# 5400+ BE vs 6400+ BE?



## zx6r1033 (Jul 31, 2008)

I am at a crossroad for a moment, and would love some opinions on the matter. 

I want a new processor, and I am torn between two different ones. Both are AMD 64 X2 and both are Black Editions. One is a 6400+ Windsor and the other is the 5400+ Brisbane. The Brisbane is selling right now for $90 and the Windsor can be had for $160. Which would be a better option? The Windsor starts 400mhz higher, but they are known for running hotter, too. I've read mixed theories about them, but I haven't run across any direct comparisons.


----------



## stressfreesoul (Mar 17, 2008)

Its just a decision to be made on merit. If you want the faster CPU, then you will have to come to terms with the little bit extra you have to pay to keep it cool (upgrade cooler).
IMHO, I think if you have the money to get the 6400 then go for it, if it does run hot, buy something like this or this.
As with most components in a PC, keeping them cool will only benefit you.


----------



## Luda (Aug 16, 2008)

go with the brisbane, the windsor is a 90nm chip, and honestly dated in its design. the brisbane is a 65nm chip, and runs much cooler, and also uses less power. and is capable of 3.0ghz [http://valid.x86-secret.com/show_oc.php?id=298739] ive got my clocked @ 2.62ghz at the moment due to power issues [my PSU isnt up to the task of running the system @ a 50%, and both the 8800GT and 8400GS overclocked] but before i overclocked the video cards i was running 3.0ghz, under 60C, on stock cooling and thermal paste. 
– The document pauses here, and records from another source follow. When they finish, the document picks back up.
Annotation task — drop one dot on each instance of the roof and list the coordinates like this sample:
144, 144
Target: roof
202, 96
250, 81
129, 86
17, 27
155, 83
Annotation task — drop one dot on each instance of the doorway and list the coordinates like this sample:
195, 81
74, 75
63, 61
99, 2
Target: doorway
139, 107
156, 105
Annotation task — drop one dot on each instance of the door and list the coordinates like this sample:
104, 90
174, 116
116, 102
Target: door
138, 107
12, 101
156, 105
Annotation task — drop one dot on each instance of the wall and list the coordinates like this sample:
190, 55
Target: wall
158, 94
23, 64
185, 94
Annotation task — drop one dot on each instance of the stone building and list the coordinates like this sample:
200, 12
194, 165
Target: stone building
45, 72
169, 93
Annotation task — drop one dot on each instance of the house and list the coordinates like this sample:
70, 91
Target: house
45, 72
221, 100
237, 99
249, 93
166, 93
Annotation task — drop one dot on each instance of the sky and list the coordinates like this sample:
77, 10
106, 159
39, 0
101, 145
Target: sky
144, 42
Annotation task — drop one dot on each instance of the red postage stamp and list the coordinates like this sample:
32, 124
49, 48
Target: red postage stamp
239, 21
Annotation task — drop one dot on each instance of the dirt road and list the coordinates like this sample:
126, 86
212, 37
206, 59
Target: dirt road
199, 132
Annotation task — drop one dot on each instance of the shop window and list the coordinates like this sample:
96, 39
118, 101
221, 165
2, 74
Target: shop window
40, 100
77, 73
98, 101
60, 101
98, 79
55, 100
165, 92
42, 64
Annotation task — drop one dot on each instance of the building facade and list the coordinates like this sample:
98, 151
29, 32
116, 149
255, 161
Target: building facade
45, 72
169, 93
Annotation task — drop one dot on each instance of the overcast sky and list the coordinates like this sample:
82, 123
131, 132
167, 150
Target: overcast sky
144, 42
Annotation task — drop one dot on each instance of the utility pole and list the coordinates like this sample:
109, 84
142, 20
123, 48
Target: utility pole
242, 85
ive seen brisbanes clocked as high as 4.1ghz, granted the components in the rest of the system were much more highend then mine.

slightly updated version of my proc: http://www.newegg.com/Product/Product.aspx?Item=N82E16819103257
oh, and i can run crysis @ high @ 1440*900 w/ 2xaa on my setup, so its fairly powerful, especially for a 60$ chip


----------



## wayliff (Mar 24, 2002)

this is a great cooler for a very good price
http://www.newegg.com/Product/Product.aspx?Item=N82E16835233003


----------



## Luda (Aug 16, 2008)

http://www.newegg.com/Product/Product.aspx?Item=N82E16835233011

10$ more

and im currently sitting at 25C in a room thats 28C ambient

amazing unit


----------



## Kalim (Nov 24, 2006)

The Brisbane cores are better. Usually 3.1 GHz to 3.5 GHz consistently stable overclockers.


----------